Time-Evolving to Space-Evolving Thermal Instability of a Porous Medium Flow

TL;DR

This paper investigates the stability of a porous medium flow under time-periodic perturbations, focusing on how localized disturbances evolve spatially, providing new insights into the transition to instability in such systems.

Contribution

It introduces a novel approach by analyzing time-evolving perturbations in the spatial stability of porous medium flow, extending classical Fourier mode analysis.

Findings

Identifies conditions for amplification or decay of localized perturbations.

Determines the spatial stability/instability threshold for the flow.

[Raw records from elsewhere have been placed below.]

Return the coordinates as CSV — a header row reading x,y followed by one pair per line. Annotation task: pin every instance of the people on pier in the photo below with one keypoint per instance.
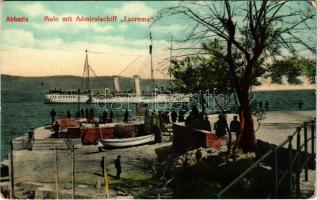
x,y
126,116
162,121
181,115
56,129
221,126
53,115
102,165
86,112
68,114
205,125
30,138
166,117
77,115
174,116
104,116
117,164
235,126
91,114
266,105
261,106
300,104
82,112
193,116
111,117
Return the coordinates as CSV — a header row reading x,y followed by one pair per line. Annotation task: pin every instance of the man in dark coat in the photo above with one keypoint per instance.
x,y
30,138
117,164
174,116
126,116
235,126
104,116
53,114
111,117
102,165
68,114
221,126
56,128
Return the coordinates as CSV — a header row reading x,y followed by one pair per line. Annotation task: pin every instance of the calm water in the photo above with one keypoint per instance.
x,y
21,110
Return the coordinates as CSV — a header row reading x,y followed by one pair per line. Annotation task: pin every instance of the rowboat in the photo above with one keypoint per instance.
x,y
125,142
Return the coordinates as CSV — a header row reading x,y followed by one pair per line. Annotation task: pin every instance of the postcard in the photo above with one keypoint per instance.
x,y
158,99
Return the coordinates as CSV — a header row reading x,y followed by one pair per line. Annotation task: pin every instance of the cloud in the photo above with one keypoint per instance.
x,y
34,10
172,28
133,9
72,26
17,37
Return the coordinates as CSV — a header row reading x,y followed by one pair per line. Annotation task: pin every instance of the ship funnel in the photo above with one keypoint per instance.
x,y
116,84
137,85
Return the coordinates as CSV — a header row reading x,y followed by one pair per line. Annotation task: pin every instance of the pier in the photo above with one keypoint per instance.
x,y
52,168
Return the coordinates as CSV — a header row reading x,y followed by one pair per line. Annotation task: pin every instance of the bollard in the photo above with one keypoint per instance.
x,y
313,137
56,175
11,171
275,173
290,149
305,149
298,164
73,172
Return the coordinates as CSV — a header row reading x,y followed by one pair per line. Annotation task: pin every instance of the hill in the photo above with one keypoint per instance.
x,y
9,82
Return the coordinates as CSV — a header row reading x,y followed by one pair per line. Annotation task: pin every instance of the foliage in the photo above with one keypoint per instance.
x,y
292,67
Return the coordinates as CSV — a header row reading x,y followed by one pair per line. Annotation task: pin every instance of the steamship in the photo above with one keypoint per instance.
x,y
86,96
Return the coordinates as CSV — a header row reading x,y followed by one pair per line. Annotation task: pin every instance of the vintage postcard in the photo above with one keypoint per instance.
x,y
150,99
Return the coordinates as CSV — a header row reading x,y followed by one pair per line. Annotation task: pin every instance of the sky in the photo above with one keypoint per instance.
x,y
39,48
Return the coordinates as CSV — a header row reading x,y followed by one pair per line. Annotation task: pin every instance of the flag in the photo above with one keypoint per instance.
x,y
151,43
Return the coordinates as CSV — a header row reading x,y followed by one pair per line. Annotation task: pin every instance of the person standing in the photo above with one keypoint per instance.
x,y
111,117
30,138
181,115
174,116
266,105
68,114
53,115
235,126
86,112
300,104
56,129
82,112
104,116
205,125
261,106
117,164
221,126
102,165
126,116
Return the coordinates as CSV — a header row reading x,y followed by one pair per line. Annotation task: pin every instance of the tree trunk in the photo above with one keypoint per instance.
x,y
246,140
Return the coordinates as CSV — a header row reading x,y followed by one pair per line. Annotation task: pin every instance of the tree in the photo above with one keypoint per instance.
x,y
252,33
292,67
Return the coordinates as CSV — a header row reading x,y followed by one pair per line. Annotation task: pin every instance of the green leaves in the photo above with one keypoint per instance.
x,y
292,68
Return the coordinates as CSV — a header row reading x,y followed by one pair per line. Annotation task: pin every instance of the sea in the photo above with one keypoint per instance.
x,y
21,110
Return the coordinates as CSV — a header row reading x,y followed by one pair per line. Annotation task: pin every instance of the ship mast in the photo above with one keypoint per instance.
x,y
152,73
86,80
171,55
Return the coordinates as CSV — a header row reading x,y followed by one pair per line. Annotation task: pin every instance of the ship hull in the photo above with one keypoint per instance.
x,y
126,142
63,98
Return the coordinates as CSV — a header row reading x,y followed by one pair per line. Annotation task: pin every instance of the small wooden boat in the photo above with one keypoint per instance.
x,y
125,142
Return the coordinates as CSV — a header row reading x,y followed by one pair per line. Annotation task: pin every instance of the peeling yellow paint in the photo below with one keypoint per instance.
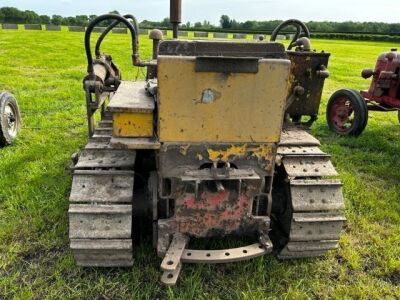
x,y
184,149
247,107
259,151
132,125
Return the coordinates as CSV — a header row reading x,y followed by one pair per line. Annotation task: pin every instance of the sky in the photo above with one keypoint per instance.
x,y
211,10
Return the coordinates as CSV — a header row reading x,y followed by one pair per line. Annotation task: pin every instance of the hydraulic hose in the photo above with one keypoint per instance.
x,y
102,18
111,27
300,26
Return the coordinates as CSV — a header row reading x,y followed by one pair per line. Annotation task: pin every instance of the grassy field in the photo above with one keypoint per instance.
x,y
45,70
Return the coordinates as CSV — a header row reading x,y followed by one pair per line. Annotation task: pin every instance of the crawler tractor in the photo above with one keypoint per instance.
x,y
213,143
347,112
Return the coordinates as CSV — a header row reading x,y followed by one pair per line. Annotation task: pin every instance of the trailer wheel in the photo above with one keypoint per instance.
x,y
10,119
347,112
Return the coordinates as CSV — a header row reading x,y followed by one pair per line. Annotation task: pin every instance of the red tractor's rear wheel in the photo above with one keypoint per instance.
x,y
10,119
347,112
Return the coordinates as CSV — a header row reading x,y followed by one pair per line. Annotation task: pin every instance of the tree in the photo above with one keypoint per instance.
x,y
225,21
31,17
197,25
45,19
81,20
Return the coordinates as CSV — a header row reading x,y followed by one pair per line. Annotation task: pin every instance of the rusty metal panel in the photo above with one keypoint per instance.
x,y
217,213
221,107
100,221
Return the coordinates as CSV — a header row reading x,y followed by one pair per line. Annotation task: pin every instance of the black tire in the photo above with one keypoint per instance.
x,y
10,118
357,108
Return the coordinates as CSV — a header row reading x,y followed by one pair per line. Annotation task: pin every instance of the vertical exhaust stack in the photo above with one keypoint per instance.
x,y
175,15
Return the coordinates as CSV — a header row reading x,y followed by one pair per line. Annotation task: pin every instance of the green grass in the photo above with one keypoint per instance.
x,y
45,70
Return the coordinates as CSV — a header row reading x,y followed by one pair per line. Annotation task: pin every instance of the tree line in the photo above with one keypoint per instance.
x,y
14,15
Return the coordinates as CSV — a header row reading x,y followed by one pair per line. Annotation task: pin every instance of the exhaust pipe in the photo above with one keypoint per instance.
x,y
175,15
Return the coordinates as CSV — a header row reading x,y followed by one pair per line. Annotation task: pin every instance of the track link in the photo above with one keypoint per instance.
x,y
315,215
100,211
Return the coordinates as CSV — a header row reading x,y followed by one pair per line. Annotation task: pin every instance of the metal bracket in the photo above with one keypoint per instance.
x,y
177,254
171,264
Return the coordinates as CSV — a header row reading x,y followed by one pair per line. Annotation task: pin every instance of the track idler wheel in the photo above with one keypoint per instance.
x,y
347,112
10,119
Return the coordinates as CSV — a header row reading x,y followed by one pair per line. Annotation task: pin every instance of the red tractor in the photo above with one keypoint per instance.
x,y
347,111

Provides a framework for analyzing time-periodic disturbances in porous media.

Abstract

The Rayleigh-B\'enard instability of the stationary throughflow in a horizontal porous layer, also known as Prats' problem, is here analysed in a fresh new perspective. In fact, the classical analysis of the linear instability, carried out by employing space-periodic Fourier modes, is here reconsidered by focussing on the effects of time-periodic and space-evolving modes. The basic stationary flow is assumed to be perturbed by a localised source of perturbation which is steady-periodic in time. Then, the streamwise development of such perturbations is monitored in order to detect their possible amplification or decay in the direction of propagation. Accordingly, the spatial stability/instability threshold is determined. The study is carried out by employing a Fourier transform formalism, where the transformed variable is time.